Madrid. Der Empfang in Barcelona war alles andere als freundlich: Spaniens sozialistischer Regierungschef Pedro Sánchez und seine Ministerriege wurden in der katalanischen Regionalhauptstadt mit Pfeifkonzerten und Buhrufen begrüßt. „Sie sind nicht willkommen“, hieß es im Aufruf der katalanischen Unabhängigkeitsbewegung ANC. Einige Hundert vermummte Separatisten lieferten sich Straßenschlachten mit der Polizei, die mit rund 9000 Beamten in Barcelona aufmarschiert war.

Stunden zuvor hatte Sánchez versucht, den ins Stocken geratenen Dialog mit Kataloniens Separatistenregierung wieder ins Rollen zu bringen. Nach längerem Zögern hatte Kataloniens Ministerpräsident Quim Torra, der die Region von Spanien abtrennen will, einem Treffen mit Sánchez zugestimmt.

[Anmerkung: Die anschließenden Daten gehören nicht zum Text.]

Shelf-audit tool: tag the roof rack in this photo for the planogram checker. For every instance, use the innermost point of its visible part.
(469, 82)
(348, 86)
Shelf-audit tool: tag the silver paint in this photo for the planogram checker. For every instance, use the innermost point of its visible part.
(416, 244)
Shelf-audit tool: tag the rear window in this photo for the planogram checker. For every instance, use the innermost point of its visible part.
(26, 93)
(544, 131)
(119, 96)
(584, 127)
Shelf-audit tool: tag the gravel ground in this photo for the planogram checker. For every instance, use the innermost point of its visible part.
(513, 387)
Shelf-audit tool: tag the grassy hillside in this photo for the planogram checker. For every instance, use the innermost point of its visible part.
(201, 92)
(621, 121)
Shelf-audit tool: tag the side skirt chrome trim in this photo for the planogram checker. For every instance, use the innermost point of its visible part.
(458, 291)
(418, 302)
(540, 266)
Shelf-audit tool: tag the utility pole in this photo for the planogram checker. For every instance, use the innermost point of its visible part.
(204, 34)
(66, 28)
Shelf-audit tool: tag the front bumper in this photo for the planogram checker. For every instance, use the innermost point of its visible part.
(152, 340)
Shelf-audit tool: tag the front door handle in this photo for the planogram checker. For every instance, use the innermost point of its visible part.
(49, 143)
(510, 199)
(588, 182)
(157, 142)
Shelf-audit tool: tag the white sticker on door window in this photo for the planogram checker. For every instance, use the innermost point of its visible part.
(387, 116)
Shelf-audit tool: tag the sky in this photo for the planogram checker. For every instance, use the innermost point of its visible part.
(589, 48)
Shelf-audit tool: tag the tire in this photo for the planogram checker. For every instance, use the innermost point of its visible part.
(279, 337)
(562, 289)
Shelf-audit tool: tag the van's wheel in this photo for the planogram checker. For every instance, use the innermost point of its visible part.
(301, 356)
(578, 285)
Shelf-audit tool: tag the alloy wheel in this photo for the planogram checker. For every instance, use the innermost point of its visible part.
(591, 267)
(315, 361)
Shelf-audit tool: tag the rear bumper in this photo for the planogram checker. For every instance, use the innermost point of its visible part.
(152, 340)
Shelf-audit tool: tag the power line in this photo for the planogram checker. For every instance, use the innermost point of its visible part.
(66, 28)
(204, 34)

Nach dem Gespräch am Donnerstagabend veröffentlichen die beiden eine gemeinsame Erklärung, in der sie geloben, eine politische Lösung für die Katalonien-Krise zu suchen. Es gebe nur einen Weg, um die Krise beizulegen, sagte Sanchez: „Dialog, Dialog und Dialog.“ Eine Unabhängigkeit Kataloniens, für die Spaniens Verfassung geändert werden müsste, schließt der Premier aber aus. Er setzt auf mehr regionale Autonomie. Separatistenführer Torra bestand inzwischen auf Gespräche über ein Unabhängigkeitsreferendum und eine katalanische Republik. Eine inhaltliche Annäherung gab es nicht, wie im gemeinsamen Kommuniqué eingeräumt wurde, wohl aber den Willen, in Verhandlungen eine Lösung zu suchen, „die auf eine breite Unterstützung der katalanischen Bevölkerung zählen kann“.

„Unterdrückerstaat“

Am Freitagvormittag versammelten sich dann Sánchez und seine 17 Minister zu einer Kabinettssitzung, die von Madrid nach Barcelona verlegt worden war. Damit wollte Sánchez „demokratische Normalität“ demonstrieren und zeigen, dass Spanien nicht nur von der Hauptstadt Madrid aus regiert wird. Vor Wochen hatte der Ministerrat bereits im südspanischen Sevilla getagt, im neuen Jahr will er sich in der Costa-Blanca-Stadt Alicante versammeln. Doch Kataloniens Unabhängigkeitslager bezeichnete diesen Barcelona-Besuch als Provokation. „Der Unterdrückerstaat besucht die Kolonie“, erklärte die Separatistenbewegung ANC.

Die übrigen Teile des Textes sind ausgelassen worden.